Use Opus 4.7 if you are refactoring large codebases with autonomous agents, connecting many MCP tools, analyzing high-resolution technical images, or choosing the best available model inside Claude Code, Cursor, or Copilot. Keep GPT-5.4, Gemini 3.1 Pro, and Opus 4.6 in the router for research, multimodal volume, and exact long-document retrieval.

1

Remove deprecated API parameters

Delete temperature, top_p, top_k, and thinking.budget_tokens from Opus 4.7 calls. Otherwise production requests can fail with 400 errors.

2

Measure token expansion on 500 real samples

Run existing 4.6 prompts against the 4.7 model ID and compare token counts. If the increase is above 1.25x, enable prompt caching and raise budget alerts before rollout.

3

Split coding and research routes

Route coding agents to Opus 4.7 with high or xhigh effort. Route long-document retrieval to Opus 4.6 or GPT-5.4. Publish the routing rule internally so teams do not mix them up.

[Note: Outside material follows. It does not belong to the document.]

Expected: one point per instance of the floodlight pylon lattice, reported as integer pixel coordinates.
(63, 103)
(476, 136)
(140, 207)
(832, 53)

What is the Claude Opus 4.7 model ID?
The official API model ID is claude-opus-4-7. Vertex AI uses claude-opus-4-7@20260416, and AWS Bedrock uses anthropic.claude-opus-4-7-20260416-v1:0. In Claude.ai, select Opus 4.7 from the model dropdown.
Can I reuse Opus 4.6 prompts unchanged?
Mostly, but check three things first. Remove temperature, top_p, and top_k overrides. Remove thinking.budget_tokens. Update any parser that expected raw thinking output. Also measure token counts because the same text can become 1.0-1.35x more tokens.
Is Opus 4.7's 1M context better than GPT-5.4's context?
It depends. GPT-5.4 supports around 1.05M context but has higher pricing past a threshold. Opus 4.7 keeps a simpler single price band to 1M. But because MRCR regressed, exact long-document retrieval can still be better on Opus 4.6 or GPT-5.4.
When should I use xhigh mode?
Use xhigh for long autonomous coding tasks, large PR reviews, and architecture work that needs sustained reasoning. It is excessive for simple Q&A, summaries, and short code snippets because it increases latency and cost.
How do I use Opus 4.7 inside Claude Code?
Set the model to claude-opus-4-7 in the CLI or configure ANTHROPIC_MODEL=claude-opus-4-7. Cursor, Windsurf, and Zed usually expose it in their model dropdowns. For the broader Claude Code workflow, see /en/ai/claude-code-review.
How can I reduce the 1.35x tokenizer cost issue?
Use prompt caching for repeated system prompts and long static context, send batch workloads through Batch API, and route simple tasks to Sonnet or Haiku. If monthly spend rises more than 20%, put a model router in front of Opus 4.7 instead of sending every request to it.